At first, Locke suggests an air of realism by showing the physical toll the holidays require. Darlene (Anna Gunn) and her friend Gretchen (Janeane Garofalo) are exhausted by Christmas before it even starts, baking and prepping for family and friends right up to the last minute. After Gretchen leaves for the night, we see how the holiday is acutely painful for Darlene: her daughter went missing years ago, and although she started a support group for families with missing children, that offers little solace when she misses her kid.
Right when she is about to fall asleep, there is a knock at the door: Linus Roache plays Jack, a long-lost relative who surprises Darlene in more ways than one. He did not plan to drop by in the dead of night, except his car broke down in the snowstorm outside. The two begin an uneasy catch-up conversation, yet something is off about the whole encounter, and with good reason. Jack has an ulterior motive.
A long stretch of The Apology is effectively a stagey, locked-room two-hander, with Darlene and Jack jostling for the advantage in conversations that are, at times, quite painful. Jack is responsible for the girl’s disappearance and death, so by visiting Darlene, he hopes he can find forgiveness and a reprieve from the psychological toll on his conscience. If Darlene has made peace with her loss, then she can let Jack off the hook, right? Nothing in The Apology is that simple, which leads to moments of violence and torture punctuating the conversation. The nature of the evening is cyclical, with Jack and Darlene engaged in a power struggle, and yet Locke ensures it is never boring. There is always an edge of plausibility to each discursion, whether it’s Darlene’s thirst for vengeance or Jack’s pathetic attempts to portray himself as the real victim.

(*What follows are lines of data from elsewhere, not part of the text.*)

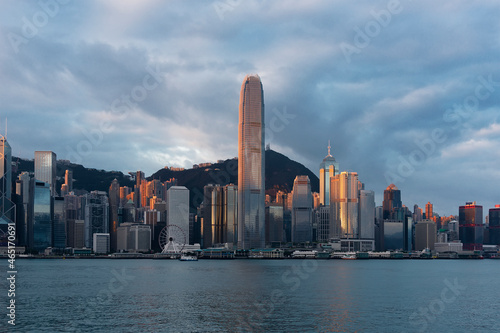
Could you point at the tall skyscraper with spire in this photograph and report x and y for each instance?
(327, 169)
(251, 164)
(7, 207)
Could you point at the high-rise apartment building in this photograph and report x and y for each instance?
(59, 223)
(494, 219)
(470, 226)
(251, 165)
(40, 228)
(114, 205)
(301, 210)
(344, 205)
(45, 169)
(7, 207)
(327, 169)
(178, 208)
(96, 208)
(425, 235)
(231, 213)
(68, 180)
(429, 214)
(366, 214)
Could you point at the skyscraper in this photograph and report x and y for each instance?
(68, 180)
(470, 226)
(178, 208)
(327, 169)
(366, 214)
(251, 163)
(114, 204)
(301, 210)
(429, 214)
(45, 169)
(392, 201)
(7, 207)
(96, 215)
(344, 205)
(494, 219)
(40, 228)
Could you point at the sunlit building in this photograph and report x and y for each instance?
(96, 208)
(7, 207)
(114, 205)
(251, 165)
(327, 169)
(366, 214)
(45, 169)
(301, 210)
(425, 235)
(470, 226)
(178, 208)
(59, 223)
(344, 205)
(494, 219)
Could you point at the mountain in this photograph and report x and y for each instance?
(280, 173)
(85, 179)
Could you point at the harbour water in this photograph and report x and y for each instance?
(85, 295)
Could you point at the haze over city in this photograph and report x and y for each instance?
(407, 92)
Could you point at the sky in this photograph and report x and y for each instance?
(408, 92)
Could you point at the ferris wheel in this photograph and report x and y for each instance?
(172, 239)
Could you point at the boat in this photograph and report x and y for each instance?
(349, 256)
(186, 257)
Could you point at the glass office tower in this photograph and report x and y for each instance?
(42, 217)
(251, 163)
(45, 168)
(470, 226)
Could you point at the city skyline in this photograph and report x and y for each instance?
(383, 96)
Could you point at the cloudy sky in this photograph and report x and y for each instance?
(408, 92)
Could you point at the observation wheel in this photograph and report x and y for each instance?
(172, 239)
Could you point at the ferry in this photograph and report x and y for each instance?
(186, 257)
(349, 256)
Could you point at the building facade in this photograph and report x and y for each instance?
(251, 165)
(301, 210)
(470, 226)
(494, 221)
(327, 169)
(45, 169)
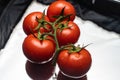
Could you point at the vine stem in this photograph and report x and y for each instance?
(53, 25)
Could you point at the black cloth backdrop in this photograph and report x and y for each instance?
(105, 13)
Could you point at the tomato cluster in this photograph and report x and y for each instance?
(52, 36)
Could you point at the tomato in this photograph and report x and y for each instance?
(60, 0)
(30, 22)
(74, 64)
(38, 51)
(56, 7)
(68, 35)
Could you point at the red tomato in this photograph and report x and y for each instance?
(56, 7)
(75, 64)
(60, 0)
(68, 35)
(38, 51)
(30, 22)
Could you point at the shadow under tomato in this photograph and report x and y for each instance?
(63, 77)
(39, 71)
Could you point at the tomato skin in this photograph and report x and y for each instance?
(74, 64)
(38, 51)
(56, 7)
(68, 35)
(30, 22)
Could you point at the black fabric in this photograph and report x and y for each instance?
(105, 13)
(10, 14)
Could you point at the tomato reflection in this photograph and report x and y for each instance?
(62, 77)
(39, 71)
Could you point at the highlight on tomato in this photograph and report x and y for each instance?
(55, 10)
(38, 50)
(74, 61)
(31, 21)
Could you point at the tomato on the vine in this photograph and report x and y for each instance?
(38, 51)
(56, 7)
(74, 64)
(30, 23)
(69, 34)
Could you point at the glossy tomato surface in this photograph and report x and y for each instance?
(75, 64)
(56, 7)
(36, 50)
(30, 22)
(68, 35)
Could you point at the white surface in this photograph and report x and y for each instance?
(105, 51)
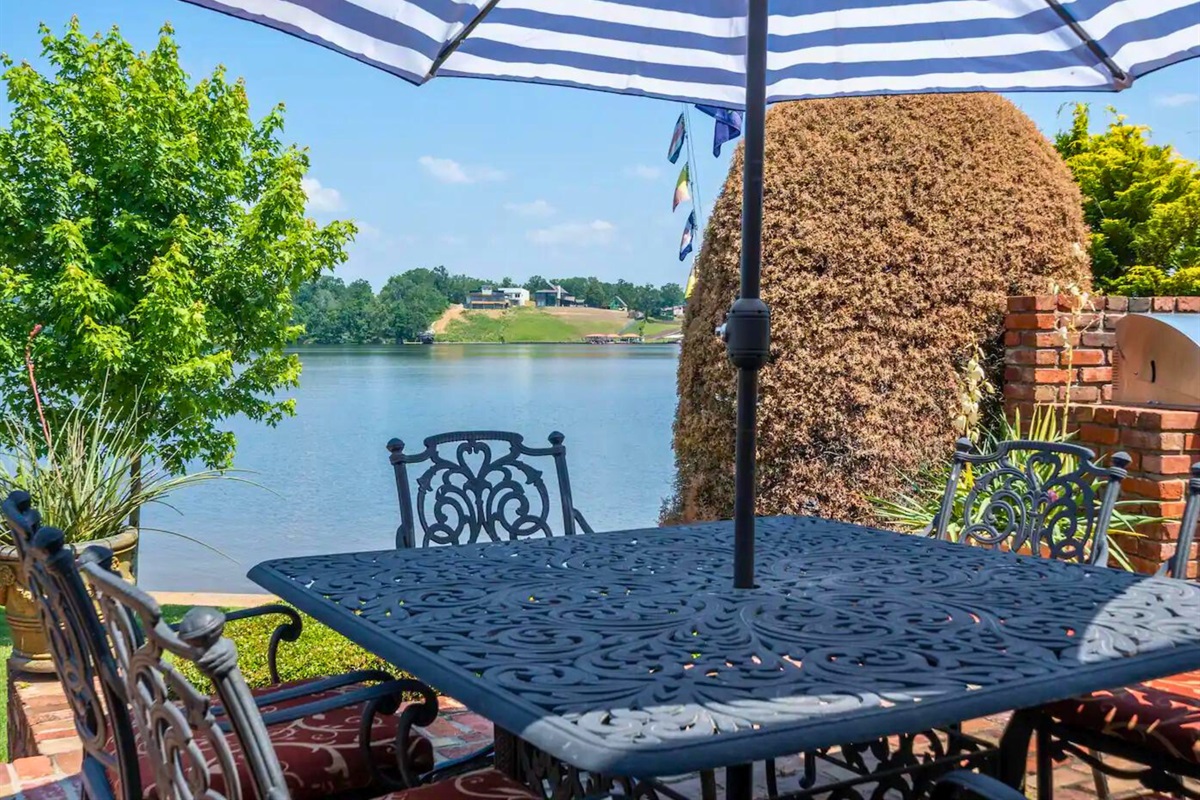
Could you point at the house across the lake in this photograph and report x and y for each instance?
(555, 295)
(486, 298)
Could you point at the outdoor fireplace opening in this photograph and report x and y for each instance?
(1157, 361)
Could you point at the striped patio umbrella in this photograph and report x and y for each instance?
(744, 54)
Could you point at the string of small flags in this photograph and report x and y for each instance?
(727, 127)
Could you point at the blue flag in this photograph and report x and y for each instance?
(729, 126)
(677, 138)
(689, 230)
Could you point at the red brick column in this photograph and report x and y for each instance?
(1163, 444)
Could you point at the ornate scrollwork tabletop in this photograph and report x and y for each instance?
(630, 654)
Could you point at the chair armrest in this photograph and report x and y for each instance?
(461, 765)
(287, 631)
(581, 522)
(316, 687)
(393, 690)
(967, 785)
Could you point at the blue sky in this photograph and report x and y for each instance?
(489, 178)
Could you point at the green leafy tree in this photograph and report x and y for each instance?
(408, 305)
(159, 234)
(1141, 200)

Left to her own devices and whatever implement/weapon she can use as leverage, Darlene has plenty of time to mull over what she wants from Jack. What does she want? What, exactly, does Jack deserve? She considers everything between imprisonment and murder, so by the time Gretchen returns to the fold, we think we have some sense of the outcome. Although The Apology ended up on the horror-centric streaming service Shudder, it is more of an actor’s showcase, with Roache and Gunn convincingly going through a ringer and conjuring intense imagery without the assistance of any flashback. Locke’s film is intense and provocative because it does not take an easy moral stance on vengeance, murder, suicide and forgiveness. Instead, it treats them as concrete options, each with strengths and drawbacks.
Audiences often do not like considering immoral conduct in such practical ways, which is why the film was dumped to streaming and has not built much of an audience since. But if you’re willing to plunge into its depths along its deeply troubled characters, the film heads toward a tough, satisfying conclusion it wholly earns.